Saturday, February 25, 2012

Morning Ritual

Early in the morning,  I carry a cup of tea to my study and sit down at my Great Grandmother Ulmer's mahogany desk. This month, sunrise is about 30 minutes away. Although I couldn't see into the dark on Monday morning, I heard a gentle rain falling on the roof. Tuesday, pink and peach streaks in the eastern sky promised a dry bright day. Thursday, the sunrise reflected off the bare tree limbs and gray blue of the northwest sky before the sky turned a dull gray.  

Some mornings I scribble a line in my journal before picking up a piece of writing. Toward the end of the work week when I'm too tired to knead words into sentences, I prop my feet up on a nearby chair, sip hot tea, and listen to the quiet. On those mornings, I often read from a book of poetry, marking my favorites with small post-it notes. I marvel at the way a poem tells a story on a page or two. Sometimes I lay the book on my desk and imagine the poet choosing her words. Why did she select gnaw instead of chew? Verbs like dance, hone, descend, pierce, swoop, and swoon paint vivid pictures. I use a pencil to mark phrases like "lapping water on the shore" which convey meaning through sound. Carefully selected words, the cadence of lines, and the space between stanzas bring a measure of peace to the beginning of my day.

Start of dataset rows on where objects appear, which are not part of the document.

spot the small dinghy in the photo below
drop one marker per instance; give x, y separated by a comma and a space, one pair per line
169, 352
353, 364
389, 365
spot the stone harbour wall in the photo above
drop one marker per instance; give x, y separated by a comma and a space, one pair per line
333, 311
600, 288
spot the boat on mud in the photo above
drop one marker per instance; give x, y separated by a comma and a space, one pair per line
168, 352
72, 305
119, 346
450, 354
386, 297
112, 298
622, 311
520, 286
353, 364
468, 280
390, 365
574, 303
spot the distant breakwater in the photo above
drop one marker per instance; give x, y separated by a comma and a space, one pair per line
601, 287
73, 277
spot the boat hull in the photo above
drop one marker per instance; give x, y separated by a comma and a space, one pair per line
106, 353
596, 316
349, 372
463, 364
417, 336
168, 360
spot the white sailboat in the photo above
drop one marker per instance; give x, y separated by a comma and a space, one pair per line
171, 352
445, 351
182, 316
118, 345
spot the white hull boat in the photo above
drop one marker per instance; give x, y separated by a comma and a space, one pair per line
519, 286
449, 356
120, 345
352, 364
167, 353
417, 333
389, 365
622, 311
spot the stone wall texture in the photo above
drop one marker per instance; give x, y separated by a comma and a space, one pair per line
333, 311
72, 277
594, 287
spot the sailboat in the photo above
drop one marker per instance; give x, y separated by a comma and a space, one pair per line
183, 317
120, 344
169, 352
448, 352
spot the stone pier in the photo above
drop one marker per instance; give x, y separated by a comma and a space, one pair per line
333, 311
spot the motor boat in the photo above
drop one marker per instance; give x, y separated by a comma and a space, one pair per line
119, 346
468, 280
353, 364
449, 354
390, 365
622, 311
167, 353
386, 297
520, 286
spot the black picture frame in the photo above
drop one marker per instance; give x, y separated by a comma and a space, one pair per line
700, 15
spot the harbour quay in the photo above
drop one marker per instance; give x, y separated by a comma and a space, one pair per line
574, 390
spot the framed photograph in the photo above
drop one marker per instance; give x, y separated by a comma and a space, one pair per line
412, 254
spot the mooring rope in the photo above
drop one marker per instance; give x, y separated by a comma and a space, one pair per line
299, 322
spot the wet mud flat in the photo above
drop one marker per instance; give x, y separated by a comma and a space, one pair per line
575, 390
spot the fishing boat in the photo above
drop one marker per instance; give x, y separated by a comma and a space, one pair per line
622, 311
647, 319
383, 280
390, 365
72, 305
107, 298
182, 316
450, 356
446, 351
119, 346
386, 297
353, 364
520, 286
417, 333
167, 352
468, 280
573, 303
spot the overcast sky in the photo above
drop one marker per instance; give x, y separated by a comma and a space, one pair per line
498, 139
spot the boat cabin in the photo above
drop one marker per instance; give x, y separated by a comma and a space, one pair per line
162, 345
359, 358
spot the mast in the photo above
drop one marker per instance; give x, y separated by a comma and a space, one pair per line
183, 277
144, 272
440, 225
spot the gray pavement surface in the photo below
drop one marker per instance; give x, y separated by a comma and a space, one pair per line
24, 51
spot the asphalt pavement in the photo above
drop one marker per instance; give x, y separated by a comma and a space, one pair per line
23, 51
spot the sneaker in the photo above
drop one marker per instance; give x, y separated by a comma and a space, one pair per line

The last few weeks, I've been reading "Dirt Songs: A Plains Duet" by Twyla M. Hansen and Linda M. Hasselstrom. While Hansen lives on the edge of Lincoln, Ne. and Hasselstrom in western South Dakota, both women are keen observers of life on the Great Plains. They write about things that matter to me; the seasons, family, friends, fellow human beings, animals, insects, plants, and weather.  Some poems made me smile.  In "Swiss Cheese," Hansen pokes fun at unnecessary federal regulations while Hasselstrom unceremoniously tells "The Relatives Who Live in My Head" to "buzz off"as she prepares Thanksgiving dinner.  Other poems, like Hansen's "Bread," in which she finds a sacred moment in home baked bread or Hasselstrom's musings about her father while "Ice Skating on the Dam" touched my heart. All of their poems are honest, gritty reflections which combine ordinary days and extraordinary moments. This book is indeed a duet, nurtured by a deep understanding of the written word and common ground shared by all.